Lisette stood in the kitchen, one hand on the flat iron which she had just lifted from the fire. She ran it along the rumpled width of a white sheet. The warm air engulfed him as he pushed the door wide. “Don’t let the cold in!” Lisette scowled at him, “now fix that back, Michie, the way it was.”
“Is Marie here?” he asked.
Lisette studied him for a moment so that he almost became impatient, and then he saw Marie, in the small cell off the kitchen where Zazu and Lisette slept. Marie was sitting on Lisette’s narrow bed. Candles spluttered beyond her, throwing ghastly light over the wall where Lisette pinned her holy pictures, and a small cheaply painted statue of the Virgin stood on a stand of two worn books.
Marie wore a winter dress of blue wool, the neck high and adorned only by a small cameo. There were no rings or bracelets on her long white hands. She had taken down her hair and it flowed over her shoulders, becoming part of the shadows around her, so that the face with its slight blush to the cheeks appeared almost luminous like that of a marble virgin in the church. Or rather the downcast face of the Mater Dolorosa beneath her dim veil, among lilies, weeping for the dead Christ. She turned slowly, shyly, and looked up to see her brother standing in the door. Her lips never touched by paint were the color of a deep pink rose. And as he stood there, not speaking, his brows knit, his blue eyes wide as if with wonder, she became frightened of him, and said, “What is it?” so that he shook his head.
“I won’t go if you don’t go!” she whispered. “I won’t go.”
“I’m going,” he said, sitting down beside her. “We’ll go together, with Tante Louisa and Tante Colette.” He spoke slowly, seriously. “I’ll tell you about the singers, the story of it all, so that you’ll enjoy it, it’s going to be something special that night, you’re going to enjoy it, you’re going to have a splendid time.”
II
IT WAS NOT VERY LONG until the opening of the opera, and the aunts soon soothed Cecile’s ruffled feelings by a series of ritual gestures, so that the cottage buzzed with talk of dresses, the perfect fabric and the perfect color, the choice of jewels.
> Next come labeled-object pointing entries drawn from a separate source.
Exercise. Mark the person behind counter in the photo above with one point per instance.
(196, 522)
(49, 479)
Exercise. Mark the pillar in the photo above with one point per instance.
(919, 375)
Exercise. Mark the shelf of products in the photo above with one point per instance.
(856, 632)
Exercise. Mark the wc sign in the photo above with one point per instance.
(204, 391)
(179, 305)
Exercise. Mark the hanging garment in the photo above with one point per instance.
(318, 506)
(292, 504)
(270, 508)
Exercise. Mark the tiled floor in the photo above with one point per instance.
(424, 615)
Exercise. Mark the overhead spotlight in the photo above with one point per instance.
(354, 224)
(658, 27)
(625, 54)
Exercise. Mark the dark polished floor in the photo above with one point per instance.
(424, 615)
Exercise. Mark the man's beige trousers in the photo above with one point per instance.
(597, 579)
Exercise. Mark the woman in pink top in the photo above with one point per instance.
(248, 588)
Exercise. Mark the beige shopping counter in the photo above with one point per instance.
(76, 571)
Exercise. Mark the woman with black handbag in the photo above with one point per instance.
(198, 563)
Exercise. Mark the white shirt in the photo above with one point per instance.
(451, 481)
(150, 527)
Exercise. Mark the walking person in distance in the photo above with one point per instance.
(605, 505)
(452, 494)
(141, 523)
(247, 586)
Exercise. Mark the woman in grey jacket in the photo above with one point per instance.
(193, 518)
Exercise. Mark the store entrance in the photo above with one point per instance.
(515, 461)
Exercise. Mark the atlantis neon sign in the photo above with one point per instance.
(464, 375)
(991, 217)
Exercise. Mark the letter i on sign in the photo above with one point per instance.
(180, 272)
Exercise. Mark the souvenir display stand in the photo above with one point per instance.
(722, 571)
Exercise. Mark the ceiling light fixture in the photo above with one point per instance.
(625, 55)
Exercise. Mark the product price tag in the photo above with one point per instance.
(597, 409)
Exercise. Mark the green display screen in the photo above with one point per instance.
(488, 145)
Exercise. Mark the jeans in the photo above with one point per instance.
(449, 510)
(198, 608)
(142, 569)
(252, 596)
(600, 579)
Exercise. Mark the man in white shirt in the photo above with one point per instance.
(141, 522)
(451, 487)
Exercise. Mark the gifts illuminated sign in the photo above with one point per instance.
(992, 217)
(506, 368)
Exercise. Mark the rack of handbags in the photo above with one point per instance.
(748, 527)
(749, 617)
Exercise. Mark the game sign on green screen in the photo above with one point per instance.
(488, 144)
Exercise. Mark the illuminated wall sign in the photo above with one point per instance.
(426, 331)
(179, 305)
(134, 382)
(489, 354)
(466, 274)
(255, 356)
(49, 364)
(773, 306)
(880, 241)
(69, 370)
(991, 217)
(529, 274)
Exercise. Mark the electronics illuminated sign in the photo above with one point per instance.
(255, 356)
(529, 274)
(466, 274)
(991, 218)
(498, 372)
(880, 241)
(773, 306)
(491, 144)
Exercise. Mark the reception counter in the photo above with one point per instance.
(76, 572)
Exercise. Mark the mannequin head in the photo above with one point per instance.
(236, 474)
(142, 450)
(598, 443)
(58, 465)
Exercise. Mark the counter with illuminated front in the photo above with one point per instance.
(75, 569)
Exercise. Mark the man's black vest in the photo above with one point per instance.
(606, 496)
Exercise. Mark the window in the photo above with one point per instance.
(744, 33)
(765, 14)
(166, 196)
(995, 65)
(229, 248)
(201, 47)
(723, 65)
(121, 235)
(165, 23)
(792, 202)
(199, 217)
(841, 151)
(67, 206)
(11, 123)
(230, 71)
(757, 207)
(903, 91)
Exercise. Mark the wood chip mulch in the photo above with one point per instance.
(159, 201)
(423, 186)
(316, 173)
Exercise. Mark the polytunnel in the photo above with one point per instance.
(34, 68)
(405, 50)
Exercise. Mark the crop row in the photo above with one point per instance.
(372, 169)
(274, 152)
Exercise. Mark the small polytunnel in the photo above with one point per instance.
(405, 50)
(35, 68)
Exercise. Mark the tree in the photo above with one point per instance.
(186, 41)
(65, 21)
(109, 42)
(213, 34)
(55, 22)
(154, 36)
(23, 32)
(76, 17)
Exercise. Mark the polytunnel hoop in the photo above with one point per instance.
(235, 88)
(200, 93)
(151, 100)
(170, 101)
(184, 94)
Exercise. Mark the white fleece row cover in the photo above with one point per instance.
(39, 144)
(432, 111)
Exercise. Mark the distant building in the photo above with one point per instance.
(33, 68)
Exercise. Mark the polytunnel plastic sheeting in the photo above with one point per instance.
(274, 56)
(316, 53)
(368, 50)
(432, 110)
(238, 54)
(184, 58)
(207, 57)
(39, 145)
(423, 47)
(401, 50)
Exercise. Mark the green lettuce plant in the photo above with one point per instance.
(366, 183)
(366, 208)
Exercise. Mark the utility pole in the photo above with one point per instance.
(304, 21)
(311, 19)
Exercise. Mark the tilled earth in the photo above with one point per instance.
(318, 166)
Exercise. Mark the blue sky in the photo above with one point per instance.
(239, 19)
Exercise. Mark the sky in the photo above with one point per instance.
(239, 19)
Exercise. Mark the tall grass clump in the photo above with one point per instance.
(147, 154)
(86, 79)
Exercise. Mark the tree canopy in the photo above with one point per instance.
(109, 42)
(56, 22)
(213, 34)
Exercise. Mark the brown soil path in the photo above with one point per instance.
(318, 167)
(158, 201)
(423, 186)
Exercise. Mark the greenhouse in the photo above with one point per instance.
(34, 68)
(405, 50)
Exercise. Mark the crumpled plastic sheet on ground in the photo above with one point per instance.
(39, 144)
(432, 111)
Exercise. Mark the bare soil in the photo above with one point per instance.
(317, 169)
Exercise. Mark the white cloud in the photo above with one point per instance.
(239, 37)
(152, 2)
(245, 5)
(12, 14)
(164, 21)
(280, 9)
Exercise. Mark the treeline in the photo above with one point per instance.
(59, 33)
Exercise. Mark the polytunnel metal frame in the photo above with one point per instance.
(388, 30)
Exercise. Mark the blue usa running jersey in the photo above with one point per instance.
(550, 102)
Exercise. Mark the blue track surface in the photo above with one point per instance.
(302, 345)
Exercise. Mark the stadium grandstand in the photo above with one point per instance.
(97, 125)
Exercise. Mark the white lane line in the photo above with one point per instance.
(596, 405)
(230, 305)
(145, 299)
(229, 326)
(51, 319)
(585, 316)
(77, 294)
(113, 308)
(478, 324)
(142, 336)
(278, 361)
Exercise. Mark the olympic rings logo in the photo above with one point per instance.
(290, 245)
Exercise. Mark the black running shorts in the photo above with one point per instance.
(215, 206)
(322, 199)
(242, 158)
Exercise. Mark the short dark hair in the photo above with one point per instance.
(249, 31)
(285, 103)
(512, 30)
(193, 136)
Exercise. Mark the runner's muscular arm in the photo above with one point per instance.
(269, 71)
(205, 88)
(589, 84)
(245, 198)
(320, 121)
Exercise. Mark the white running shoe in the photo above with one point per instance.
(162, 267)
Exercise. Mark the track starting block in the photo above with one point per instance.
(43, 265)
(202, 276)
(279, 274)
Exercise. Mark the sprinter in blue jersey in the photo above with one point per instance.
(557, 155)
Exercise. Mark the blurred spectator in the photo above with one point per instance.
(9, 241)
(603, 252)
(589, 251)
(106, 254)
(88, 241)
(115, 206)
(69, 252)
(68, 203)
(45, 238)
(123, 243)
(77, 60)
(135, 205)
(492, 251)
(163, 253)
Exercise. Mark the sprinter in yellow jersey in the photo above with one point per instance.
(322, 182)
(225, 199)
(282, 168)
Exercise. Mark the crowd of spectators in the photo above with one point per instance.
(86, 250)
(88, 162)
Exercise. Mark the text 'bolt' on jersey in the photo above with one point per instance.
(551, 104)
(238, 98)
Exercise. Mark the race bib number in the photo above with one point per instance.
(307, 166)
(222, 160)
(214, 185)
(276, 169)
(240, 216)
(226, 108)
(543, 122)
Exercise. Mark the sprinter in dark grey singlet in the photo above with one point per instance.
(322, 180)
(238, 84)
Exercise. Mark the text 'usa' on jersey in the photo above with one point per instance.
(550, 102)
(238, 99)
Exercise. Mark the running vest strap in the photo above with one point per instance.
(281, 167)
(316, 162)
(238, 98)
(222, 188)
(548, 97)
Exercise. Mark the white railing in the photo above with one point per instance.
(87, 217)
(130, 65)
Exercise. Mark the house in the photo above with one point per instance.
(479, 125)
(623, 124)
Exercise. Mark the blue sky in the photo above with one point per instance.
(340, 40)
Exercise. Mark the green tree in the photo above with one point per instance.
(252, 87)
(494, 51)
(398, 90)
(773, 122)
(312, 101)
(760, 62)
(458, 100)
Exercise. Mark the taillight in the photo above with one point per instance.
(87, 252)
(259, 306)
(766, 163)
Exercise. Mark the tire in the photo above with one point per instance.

And Marie, raw and wary since the recent quarrel, found herself again and again turning to discover her brother’s attentive blue eyes.
It surprised her mildly that he came often to kiss her, to sit by her in the evenings by the fire. And more than once in the weeks that followed he coaxed her up the stairs to the garçonnière to do her sewing in that smaller, warmer room. It was more than his old protectiveness, something quite unknown or not fully understood by her had brought them closer, and during one of these long evenings, when she sat with the rise and the fall of her needle, and he with the turning of the pages of his book, she almost, almost confided to him her love for Richard Lermontant. But it was the unspoken bond that she treasured. Words had never satisfied her, and something deeper, finer, satisfied her now. And that Marcel would be with her on that frightening opera night when she was to be displayed like a doll in a shop window gave her a new peace of mind.
But as the very day of the opera drew near, events had conspired to separate them, the opera was far from Marcel’s thoughts, and all of this had to do with the slave, Bubbles, whom Christophe Mercier had hired outright in September from the disreputable Dolly Rose.
It was not clear in Marcel’s mind whether Christophe had really wanted Bubbles, or any slave, in his service, as even his chance remarks on the subject smacked of abolition or disgust. But Dolly had given Bubbles such a beating one Sunday that he had come to Christophe with weals on his face and blood showing through his ragged shirt. She had locked up his tuning wrenches on the argument that he held back his earnings. And in a rage, Christophe had written her a caustic letter with some dollars enclosed for the slave’s hire. No one, of course, had ever seen Christophe and Dolly exchange a civil word since the affair after the Englishman’s death, and Bubbles just came to be Christophe’s devoted servant after that, and devoted to Christophe he was, beyond doubt. If anyone ever heard the slave moan for anything, it was for the tuning wrenches which Dolly kept locked in her flat.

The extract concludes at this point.